Back to Top | Back to Astrobiology

What are we looking for exactly, and how is the search performed?

This is the fun part. A civilization of intelligence at least equal to our own will either deliberately send out some type of beacon, or emanate radio noise as a result of technology. These signals can be sent optically, through radio waves, or by some other method; however, our own atmosphere limits us to only optical or radio wave detection (Universe, page 140). An optical pulse detector can be used, but visible light suffers from extinction (Universe, page 457) – meaning the signal weakens as it travels through the interstellar medium as it is absorbed by the interstellar dust and debris. While searching for an optical pulse (called Optical SETI, or OSETI) is gaining favor, telescope and other equipment is required to perform such a search, and the cost will alienate just about anyone who wants to join the search (more on OSETI here: http://www.coseti.org/radobs31.htm). A radio telescope can be tuned to a specific frequency, such as above and below the emission of the Hydrogen spectra. An example of this is our ability to map the structure of our own galaxy using a radio telescope – something that is not possible using an optical telescope (Universe, page 568). By scanning above and below the frequency emitted by Hydrogen, we may have luck detecting a deliberate signal. Hydrogen is the most abundant element in the Universe, and any intelligent civilization would know this. Intelligent civilizations would also know that Hydrogen emits radio waves at 21cm (see figure 1).

Figure 1.  A 21cm photon is release when the hydrogen atom goes from higher energy state to lower energy state. Think of this frequency as the interstellar dial-tone. A radio telescope is tuned to 1420MHz to listen to this frequency (Image from: http://instruct1.cit.cornell.edu/courses/astro101/lec08.htm).

By using the Hydrogen frequency as an interstellar dial-tone, an intelligent civilization may send a signal using a frequency above or below the frequency of Hydrogen. This gives us a place to start looking – or listening (Shostak, page 151).

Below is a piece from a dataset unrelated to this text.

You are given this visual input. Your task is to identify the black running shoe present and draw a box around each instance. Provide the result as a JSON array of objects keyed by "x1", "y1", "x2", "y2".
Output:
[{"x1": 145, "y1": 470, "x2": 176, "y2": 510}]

To give an idea to how we listen to this, let’s examine the pieces required to perform this task. First we need something to gather the signal so we will need a radio telescope. Radio is a portion of the electro-magnetic spectrum, but we cannot see radio since the wavelengths are much longer than visible light. A radio dish is used to collect the longer wavelengths, which is why a radio dish is so large in diameter. Like all things in astronomy, the larger the diameter, the more sensitive the dish becomes. The choice for such a dish is the largest radio dish currently available: the Arecibo Radio Observatory. The diameter of this telescope is a whopping one thousand feet.

Figure 2. (Image borrowed from: http://www.naic.edu/aisr/sas/sashomeframe.html)

Radio signals are received by the dish at the bottom of the photo (Figure 2) and are reflected to the feed horn hanging above the dish. The feed horn gathers the radio signals and sends them through wires to an amplifier (because sometimes the signal is very weak and needs to be amplified). The amplifier sends the signal to special instrument called a spectrum analyzer (sometimes the spectrum analyzer can operate without an amplifier – such decisions are left to the engineer setting up the equipment). This examines frequencies from 1418.5 MHz to 1421.5 MHz (http://setiathome.ssl.berkeley.edu/newsletters/newsletter7.html) at every 0.6Hz. That comes to 168 million channels. The SERENDIP IV project uses this spectrum analyzer along with a supercomputer to examine the frequencies in real time. Since data analysis is in real time, only strong signals are looked for, and each frequency is only analyzed for 1.7 seconds. Regardless of the amount of processing performed in real-time, it is still not enough. This is the reason for the initial concept of SETI@Home. There is so much information that the supercomputer evaluating the signal in real time cannot possibly process the excess data. This immense data stream is a direct result of SERENDIP IV operating constantly, using a technique called “piggyback” (R1, slide 4). This means that no matter what type of scientific research is performed at Arecibo, the SEREBDIP IV spectrum analyzer is receiving information with no effect to the current research project in progress. The result is 35 gigabytes of data every day. To put this size into perspective, I have my entire CD collection totaling 850 titles in MP3 format on my computer. For over 6,000 songs, only 26 gigabytes is used. Just like I cannot possible listen to every song in one day, there is no way for the computers at SERENDIP to evaluate all of this data.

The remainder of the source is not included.